La ricostruzione della tragica notte
Ecco cosa accadde quella notte: sono le 22.30 quando un aereo Frontex, l’ Agenzia europea della Guardia di frontiera e costiera, segnala la presenza di un barcone a 40 miglia dalle coste crotonesi e indica le coordinate. Fa anche sapere che a bordo c’è un telefono cellulare turco. Dunque, è ipotizzabile che si tratti di una imbarcazione di migranti. Poco dopo la mezzanotte partono due mezzi della Guardia di finanza, la V5006 da Crotone e il pattugliatore Barabrese da Taranto. Ma il mare è troppo agitato, forza 5 a tratti forza 6, e le motovedette delle Fiamme gialle rientrano. Le loro imbarcazioni non sono destinate ai salvataggi, ma da ‘intercettazione’, e pertanto non sono equipaggiate adeguatamente. Verso le 2 un nuovo tentativo, anche questa vano. Mentre fino a quel momento le motovedette della Guardia costiera rimangono attraccate in porto.
Sono quindi i 120 minuti che vanno dalle 2 alle 4 del mattino tra sabato e domenica, cioè il tempo che intercorre da quando i due mezzi della Guardia di finanza rientrano in porto perché non riescono a individuare il barcone e la chiamata di aiuto che viene inoltrata dai Carabinieri alle altre autorità del posto, facendo scattare la benedetta sigla Sar, che sta per ricerca e soccorso. Cioè l’allarme rosso.

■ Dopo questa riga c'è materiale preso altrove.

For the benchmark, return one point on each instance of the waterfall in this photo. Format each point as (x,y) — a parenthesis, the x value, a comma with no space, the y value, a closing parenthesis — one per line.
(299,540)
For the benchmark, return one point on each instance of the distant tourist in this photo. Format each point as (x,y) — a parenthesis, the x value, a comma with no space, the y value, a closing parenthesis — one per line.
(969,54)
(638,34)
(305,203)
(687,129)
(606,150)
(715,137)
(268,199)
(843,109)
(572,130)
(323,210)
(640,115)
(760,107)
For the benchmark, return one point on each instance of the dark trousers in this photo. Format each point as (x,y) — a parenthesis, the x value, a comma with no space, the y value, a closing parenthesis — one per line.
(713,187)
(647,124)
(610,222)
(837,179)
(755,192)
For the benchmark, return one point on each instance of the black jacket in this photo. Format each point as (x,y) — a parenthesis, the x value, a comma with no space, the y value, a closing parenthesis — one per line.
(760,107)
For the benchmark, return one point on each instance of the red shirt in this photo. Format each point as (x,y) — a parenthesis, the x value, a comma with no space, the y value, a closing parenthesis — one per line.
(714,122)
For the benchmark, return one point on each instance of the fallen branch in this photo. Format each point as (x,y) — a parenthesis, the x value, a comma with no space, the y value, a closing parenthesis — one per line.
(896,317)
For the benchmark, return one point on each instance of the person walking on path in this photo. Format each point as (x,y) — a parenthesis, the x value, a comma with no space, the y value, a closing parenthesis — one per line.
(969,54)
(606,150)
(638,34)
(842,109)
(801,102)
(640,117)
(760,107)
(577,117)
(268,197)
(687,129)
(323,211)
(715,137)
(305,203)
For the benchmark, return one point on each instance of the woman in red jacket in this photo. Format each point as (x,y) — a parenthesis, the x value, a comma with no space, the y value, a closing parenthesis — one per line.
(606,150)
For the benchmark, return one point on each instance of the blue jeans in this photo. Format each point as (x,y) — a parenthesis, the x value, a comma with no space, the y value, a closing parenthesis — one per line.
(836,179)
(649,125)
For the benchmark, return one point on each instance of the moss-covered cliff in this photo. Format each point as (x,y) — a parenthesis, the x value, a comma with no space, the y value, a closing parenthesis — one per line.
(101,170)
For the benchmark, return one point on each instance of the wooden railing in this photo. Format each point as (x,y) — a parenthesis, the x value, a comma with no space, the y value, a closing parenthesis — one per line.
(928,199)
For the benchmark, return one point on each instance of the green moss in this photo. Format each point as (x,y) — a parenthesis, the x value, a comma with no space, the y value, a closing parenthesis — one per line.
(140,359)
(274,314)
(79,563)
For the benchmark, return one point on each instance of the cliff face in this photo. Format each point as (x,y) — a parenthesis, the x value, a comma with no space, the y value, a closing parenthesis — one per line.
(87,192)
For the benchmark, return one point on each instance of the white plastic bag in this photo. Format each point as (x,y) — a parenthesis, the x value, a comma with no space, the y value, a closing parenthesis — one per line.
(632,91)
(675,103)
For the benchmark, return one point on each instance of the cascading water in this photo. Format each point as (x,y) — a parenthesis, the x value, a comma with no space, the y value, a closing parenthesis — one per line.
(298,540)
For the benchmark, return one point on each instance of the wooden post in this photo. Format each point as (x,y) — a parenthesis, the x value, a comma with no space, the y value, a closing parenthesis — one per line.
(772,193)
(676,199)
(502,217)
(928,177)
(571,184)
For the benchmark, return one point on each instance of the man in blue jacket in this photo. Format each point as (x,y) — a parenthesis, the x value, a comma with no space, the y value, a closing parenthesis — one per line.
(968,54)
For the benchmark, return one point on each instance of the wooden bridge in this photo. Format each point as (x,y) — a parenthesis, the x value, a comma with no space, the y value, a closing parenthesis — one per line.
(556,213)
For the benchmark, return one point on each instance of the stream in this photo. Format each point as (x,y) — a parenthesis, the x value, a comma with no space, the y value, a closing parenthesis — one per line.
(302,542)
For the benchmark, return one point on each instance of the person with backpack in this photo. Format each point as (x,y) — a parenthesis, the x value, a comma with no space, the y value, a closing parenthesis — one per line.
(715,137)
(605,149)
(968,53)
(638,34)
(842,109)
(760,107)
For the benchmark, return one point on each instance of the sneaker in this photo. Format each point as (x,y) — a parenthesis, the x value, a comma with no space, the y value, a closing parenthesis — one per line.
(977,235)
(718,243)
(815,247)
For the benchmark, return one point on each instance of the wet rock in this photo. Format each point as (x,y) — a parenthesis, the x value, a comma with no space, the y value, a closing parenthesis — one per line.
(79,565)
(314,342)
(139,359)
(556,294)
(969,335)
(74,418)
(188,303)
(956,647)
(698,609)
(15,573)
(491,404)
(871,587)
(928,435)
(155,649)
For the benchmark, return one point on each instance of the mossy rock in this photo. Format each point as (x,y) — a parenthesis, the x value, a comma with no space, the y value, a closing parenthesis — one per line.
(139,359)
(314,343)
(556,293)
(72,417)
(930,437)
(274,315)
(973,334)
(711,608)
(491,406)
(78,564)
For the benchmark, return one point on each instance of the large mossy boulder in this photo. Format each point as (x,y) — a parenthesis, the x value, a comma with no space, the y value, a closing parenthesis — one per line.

Alle 4.10 è arrivata una telefonata al 112 da un numero internazionale, da qualcuno che parlava in inglese. La chiamata, presa dal vicebrigadiere Lorenzo Nicoletta, arrivava dalla imbarcazione che si trova a meno di centro metri dalla costa di Steccato di Cutro (Crotone). Sul posto sono quanti arrivati i Carabinieri del Nucleo Radiomobile, i quali capiscono immediatamente la gravità del fatto. Il vicebrigadiere Gianrocco Tievoli e il carabiniere Gioacchino Fazio si gettano in acqua in divisa e riescono a salvare cinque migranti. Purtroppo davanti ai loro occhi c’erano sono corpi ovunque. Anche di un bimbo neonato di appena sei mesi. “L’ho preso in braccio sperando che fosse ancora vivo”, racconta il vicebrigadiere Tievoli con un filo di voce. Purtroppo il piccolo era già morto. Come anche una coppia di gemellini. E tante altre vittime innocenti, tra cui un bimbo siriano di sei anni morto per ipotermia mentre il fratello ventenne si è salvato ed adesso è ricoverato sotto choc.
Spetta adesso alle indagini della Procura fare chiarezza su quanto accaduto quella maledetta notte, ed accertare eventuali responsabilità.